Purple district representatives destroyed either way. The system produces this. By design. Repeatedly.
We say we want compromise. The system selects for polarization. That’s not a bug. It’s the architecture. Both parties manipulate it. Both parties benefit from it in the short term.
But we the citizens select for it too. We click on outrage. We share the hot takes. We flame representatives for impossible choices instead of examining the structures that created those choices. The media amplifies this because they give us what we engage with—what keeps us coming back so they can sell advertising. The soundbite “21 Democrats gave up leverage” gets more clicks than “21 representatives navigated competing legitimate concerns in a structurally manipulated appropriations process.”
The country loses the capacity to govern. And we’re all complicit in the architecture that produces this—not just victims of it.
But designs can be changed. And until we have professional governance architecture through the GDA, We The People must exercise our constitutional authority to design it ourselves.
Single-subject rules that prevent bundled choices. Reconciliation limits that restore annual accountability. Emergency protocols that remove shutdown leverage. Professional governance architecture through the GDA that designs these structures and makes manipulation structurally impossible.
You don’t need to wait for constitutional reform to start. Exercise your popular sovereignty this week. When you see media compression of complex structural traps into soundbites, comment. Make the architecture visible. Stop flaming representatives for impossible choices. Redirect to the structures that created those choices.
Make governance architecture a voting issue in the next election. Elect representatives who commit to structural reform. Demand specific commitments, not vague promises. Hold them accountable when they defend bundling or weaponize shutdowns. Build toward the GDA.
This is solvable. The immediate work enables the mid-term work. The mid-term work enables the long-term cathedral building. But it starts with recognizing what’s actually broken and exercising our authority to fix it.

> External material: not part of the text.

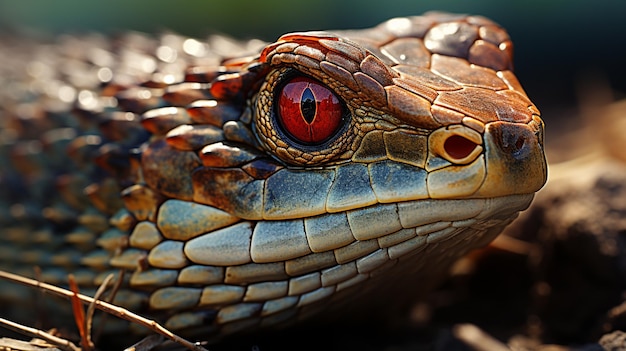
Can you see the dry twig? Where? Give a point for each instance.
(36, 333)
(106, 307)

It’s not the two-party system. It’s the architecture that makes impossible choices inevitable and punishes anyone who tries to navigate them responsibly. This is how we get a functional government.
Let’s build this.




Some of these suggestions have been around since I was a child. But that doesn’t mean we shouldn’t push candidates to commit to structural change.
Perfect, nice little "toolkit" for adding value to conversations. Thanks!